Trimble must have felt the danger too. He said sharply, 'Mr Dalziel, I'd like to see you in my office in ten minutes, please.'
'Sir!' barked Dalziel, then turned on his heel like a dismissed soldier and marched away. Pascoe smiled a conciliatory smile at Swain and followed. He caught up with his boss in the first garage, staring gloomily into the hole from which Tony Appleyard had been lifted.

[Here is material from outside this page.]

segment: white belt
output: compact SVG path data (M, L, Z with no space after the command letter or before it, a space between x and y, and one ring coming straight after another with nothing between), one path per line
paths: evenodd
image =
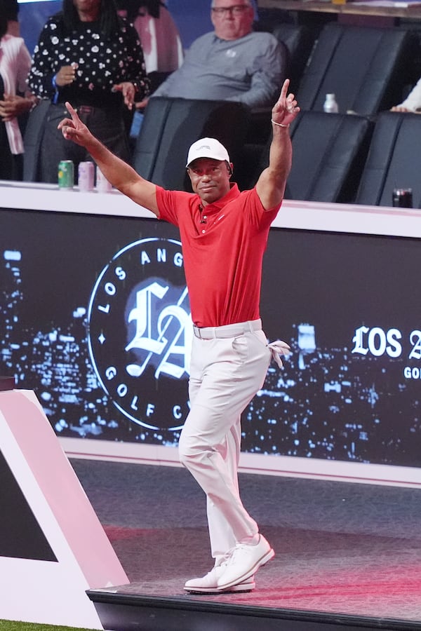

'I had him, Peter,' he said. 'I had him by the short and curlies! What went wrong? Three bloody corpses, and still the bastard's walking away with a million quid in the bank and Desperate Dan dusting off his jacket like an Eyetie barber! What in the name of God went wrong?'
This appeal to the heavens touched Pascoe beyond mere rhetoric. This was
He said, 'Perhaps nothing went wrong, sir. Perhaps Swain's been telling the truth all along, in which case everything's gone right, hasn't it?'
It was, he acknowledged later, an attempt at comfort on a par with assuring Mrs Lincoln she'd have hated the rest of the show. Dalziel's face glowed like a nuclear pile and a hand like a mechanical shovel seized Pascoe's arm. Perhaps foolishly, he opted for rational argument rather than kneeing the fat man in the crotch. Urgently he said, 'Swain's cooperated all down the line, you've got to admit that. All right, he changed his statement a bit, but Waterson's backed him up. And he volunteered all that info about Appleyard's death, and he brought us straight to the spot...’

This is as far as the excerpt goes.